I don’t like mixing my personal life with this blog, but for continuity’s sake I feel obligated to mention that Pierre has left me. Apparently he was dating another woman for six months, all the while asking me to arrange shipment of a computer for him, and cooing sweet nothings at me down the phone. Sweet nothings were all we talked about; if we had ever ventured on serious ground I’m sure it would have come up. I’m not blameless either. Oh well. Too bad. Another reason why long-distance relationships in countries with spotty phone and internet service are for the birds.
The fact that “there was another woman” kind of came out of the blue; I spent a day or so feeling as if I had just been hit over the head with a frying pan. After work the other day, I went to get beers with Paul and Hakiza, a sports reporter. Pierre beeped me– for those of you who have never had a pay as you go plan in Africa, to beep someone is to call, let the phone ring once and hang up.

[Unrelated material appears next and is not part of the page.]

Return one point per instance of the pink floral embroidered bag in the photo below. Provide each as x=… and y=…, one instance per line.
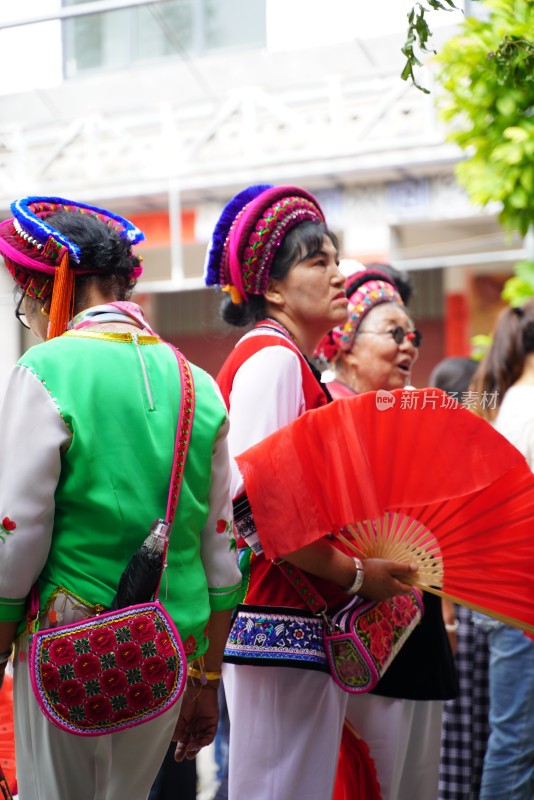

“You don’t beep a girl, that is classless,” said Paul. “When you call a girl you use your own minutes.”
“I wonder what he wants,” I said. I bought a bit of credit and rang him. He wanted to talk about nothing– to convince himself that I wasn’t angry at him, I guess. It wasn’t a long conversation.
“God is a woman,” said Paul.
“What?” said Hakiza.
“Think about it. God forgives us so much bullshit that I don’t see how it can be otherwise. He goes behind her back for six months, bugs her for money, dumps her, beeps her the very next day, and she calls him back. God is a woman.”